The group was short-lived, suffering from conflicts of leadership and police raids. In particular, a split within the FNR between Pădeanu and Panaitescu-Vifor, allegedly over an attempted merger with Elena Bacaloglu's similar National Italo-Romanian Fascist Movement (MNFIR), and a related violent attack on the Jewish editor of Adevărul, Iacob Rosenthal, (for which Panaitescu-Vifor was arrested), caused the quick disintegration of most of the FNR. Panaitescu-Vifor continued to lead a splinter movement which claimed the FNR name, alongside general Gheorghe Băgulescu, Valeriu Spătaru, and Sandy Bacaloglu (one of Elena Bacaloglu's brothers). The group published a vehemently antisemitic and xenophobic program, Doctrina Fascismului Român ("Doctrine of Romanian Fascism"), in 1924. Due to the ongoing hemorrhaging of members from the FNR, especially to A. C. Cuza's National Christian Defense League, the group disbanded in the late 1920s.

== Later career ==
Panaitescu-Vifor married an Italian woman, Leda Ponzanelli, in January 1923 or 1924, with whom he had a daughter, Rodica, and possibly a son, Titus Dumitru.

During and following his political involvement with the FNR, Panaitescu-Vifor began a number of business ventures in Romania, Italy, and Belgium, with a focus on agricultural and chemical imports and exports. He relocated to Venice in 1925, and worked there as an honorific commercial attaché. The same year, a pharmaceutical import business he ran from Bucharest was the subject of a scandal involving false advertising for syphilis medications. During this time, Panaitescu-Vifor also became a regular contributor to the Romanian economic newspaper Argus, publishing nationalist and pro-fascist articles with economic themes. Beginning in 1929, Panaitescu-Vifor also began to establish business ventures in Spain and Bulgaria.

Upon Tudor Arghezi's request, Panaitescu-Vifor also published a short story in the former's literary journal, Bilete de Papagal, in February 1928.

In the 1930s, Panaitescu-Vifor co-founded and served as director of a number of press agencies, including Agenția Telegrafice Internaționale „Oriente“ ("'Oriente' International Telegraphic Agency"). He also served as president of the Union Mondiale des agences télégraphiques privées ("World Union of Private Telegraphic Agencies"). He resided mainly in Italy, although returned to Belgium in 1936.

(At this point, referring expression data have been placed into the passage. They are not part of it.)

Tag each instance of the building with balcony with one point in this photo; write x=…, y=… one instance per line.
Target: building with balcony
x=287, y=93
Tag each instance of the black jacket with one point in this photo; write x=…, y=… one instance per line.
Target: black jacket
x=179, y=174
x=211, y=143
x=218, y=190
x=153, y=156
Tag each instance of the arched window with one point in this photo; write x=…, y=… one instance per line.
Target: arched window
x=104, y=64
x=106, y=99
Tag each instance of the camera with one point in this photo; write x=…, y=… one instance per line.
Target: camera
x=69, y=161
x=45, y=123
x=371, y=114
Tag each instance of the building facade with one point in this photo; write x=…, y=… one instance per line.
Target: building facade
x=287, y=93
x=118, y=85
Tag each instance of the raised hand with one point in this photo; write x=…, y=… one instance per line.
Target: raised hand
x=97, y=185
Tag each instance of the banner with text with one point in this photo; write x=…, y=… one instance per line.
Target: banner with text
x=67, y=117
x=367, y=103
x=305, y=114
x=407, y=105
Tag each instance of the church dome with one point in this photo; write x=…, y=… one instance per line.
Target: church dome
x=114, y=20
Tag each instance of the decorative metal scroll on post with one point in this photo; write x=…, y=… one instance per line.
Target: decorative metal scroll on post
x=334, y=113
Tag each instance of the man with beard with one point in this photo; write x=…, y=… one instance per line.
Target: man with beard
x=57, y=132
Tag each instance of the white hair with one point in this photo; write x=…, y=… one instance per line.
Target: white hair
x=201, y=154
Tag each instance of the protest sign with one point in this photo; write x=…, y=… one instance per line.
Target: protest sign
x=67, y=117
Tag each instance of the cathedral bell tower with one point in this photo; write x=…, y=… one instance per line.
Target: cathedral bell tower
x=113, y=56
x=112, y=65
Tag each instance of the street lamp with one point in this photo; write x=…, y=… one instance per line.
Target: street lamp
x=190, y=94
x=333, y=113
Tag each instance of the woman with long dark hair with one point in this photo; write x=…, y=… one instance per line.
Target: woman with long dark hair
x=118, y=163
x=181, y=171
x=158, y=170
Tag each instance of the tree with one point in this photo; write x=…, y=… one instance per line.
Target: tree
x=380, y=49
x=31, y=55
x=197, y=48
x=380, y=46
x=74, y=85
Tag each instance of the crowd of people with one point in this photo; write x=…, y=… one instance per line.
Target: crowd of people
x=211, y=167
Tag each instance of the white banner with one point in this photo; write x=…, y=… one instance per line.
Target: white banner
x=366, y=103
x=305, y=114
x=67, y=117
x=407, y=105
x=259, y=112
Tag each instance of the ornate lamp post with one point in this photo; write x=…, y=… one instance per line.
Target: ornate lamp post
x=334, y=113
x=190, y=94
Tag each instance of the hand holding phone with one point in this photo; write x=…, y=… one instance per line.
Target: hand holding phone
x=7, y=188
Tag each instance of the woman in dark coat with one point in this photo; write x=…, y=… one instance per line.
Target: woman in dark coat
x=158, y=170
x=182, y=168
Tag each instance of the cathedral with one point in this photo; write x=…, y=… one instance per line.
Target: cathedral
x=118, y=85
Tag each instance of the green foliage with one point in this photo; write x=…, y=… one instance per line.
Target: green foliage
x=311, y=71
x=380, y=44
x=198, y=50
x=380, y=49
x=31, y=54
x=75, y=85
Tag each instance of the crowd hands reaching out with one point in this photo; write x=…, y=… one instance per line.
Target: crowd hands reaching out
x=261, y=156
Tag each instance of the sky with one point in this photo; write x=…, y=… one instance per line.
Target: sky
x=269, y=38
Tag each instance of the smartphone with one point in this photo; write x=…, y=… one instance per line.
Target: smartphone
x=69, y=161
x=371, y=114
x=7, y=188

As director of "Oriente", he collaborated with a number of antisemitic and far-right newspapers in Romania, providing them with international news stories, including Buna Vestire, Nicolae Iorga's Neamul Românesc, Porunca Vremii, A. C. Cuza's Apărarea Națională, and Octavian Goga's Țara Noastră. He also served as contributor to Nichifor Crainic's antisemitic magazine Sfarmă-Piatră.

In the summer of 1940, Vifor was appointed press councillor of Romania in Rome, where he worked closely with Claudiu Isopescu, Aron Cotruș, and Vintilă Horia. After the establishment of the National Legionary State in September 1940, the press legation in Italy was reorganised into a general propaganda service. Vifor succeeded Isopescu as head of the propaganda service in May 1941.

Panaitescu-Vifor continued to do business in Italy, Switzerland, Portugal, and Romania throughout the 1940s, although ceased business in Romania after the establishment of the communist regime in 1948.

In the 1950s, Panaitescu-Vifor attempted to formulate a political-economic doctrine called the "New Universal Economy", publishing several texts economics in French.

Panaitescu-Vifor died at some point after 1967.